Are they correct—or is bar soap getting a bad rap?

The answer might be a little bit of both. Bar soap does indeed tend to let bacteria idle on its surface, but that’s not necessarily going to be a problem. In 1988, the Dial corporation subsidized a study [PDF] in which they purposely drowned bar soap in illness-generating ick like E. coli at levels 70 times higher than what would be found with typical household use. After washing with the infected bars, a test group of 16 hand-washers had no detectable levels of the germs on their hands.

While the research needs an asterisk due to the sample size and its corporate sponsor, it’s also true that there’s never been any reported outbreak of infection as a result of bar cleansers. Washing the surface of your skin is always intended to reduce—not totally eliminate—the number of contaminants to give your immune system a better chance of resisting infection and disease. You'll never be able to totally absolve yourself—or the soap—from grime.

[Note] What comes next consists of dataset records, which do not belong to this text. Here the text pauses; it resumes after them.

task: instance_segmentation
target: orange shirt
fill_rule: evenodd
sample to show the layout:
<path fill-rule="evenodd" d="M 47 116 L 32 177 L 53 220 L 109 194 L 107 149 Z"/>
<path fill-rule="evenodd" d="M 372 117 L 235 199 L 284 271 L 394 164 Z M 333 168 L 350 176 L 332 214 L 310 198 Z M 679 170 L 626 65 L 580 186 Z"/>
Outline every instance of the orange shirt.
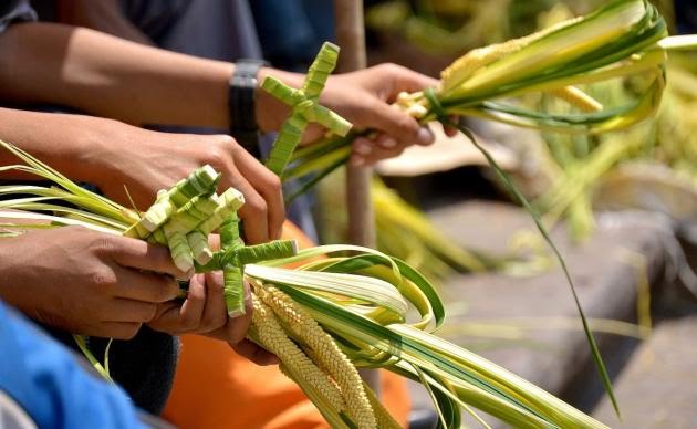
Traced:
<path fill-rule="evenodd" d="M 300 248 L 313 245 L 290 222 L 285 222 L 283 238 L 298 240 Z M 406 427 L 410 410 L 406 380 L 381 372 L 381 395 L 387 410 Z M 226 343 L 198 335 L 181 336 L 174 389 L 163 417 L 184 429 L 329 427 L 278 366 L 257 366 Z"/>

Both bars and liquids are required by the FDA to have antimicrobial ingredients to help minimize the cultivation of bacteria. (This is true even if the soap is not labeled "antibacterial.") And while liquid cleansers might appear to be sealed off against gunk, they’re not necessarily immune to problems during manufacturing: A number of liquid soaps have been recalled in recent years due to staph and Pseudomonas contaminations.

Liquid or solid, soap should be good for about a year before it loses the ability to keep bacteria from proliferating. But if you’re taking that long to go through a small supply, deliberating over the relative effectiveness of a bar should be the least of your concerns.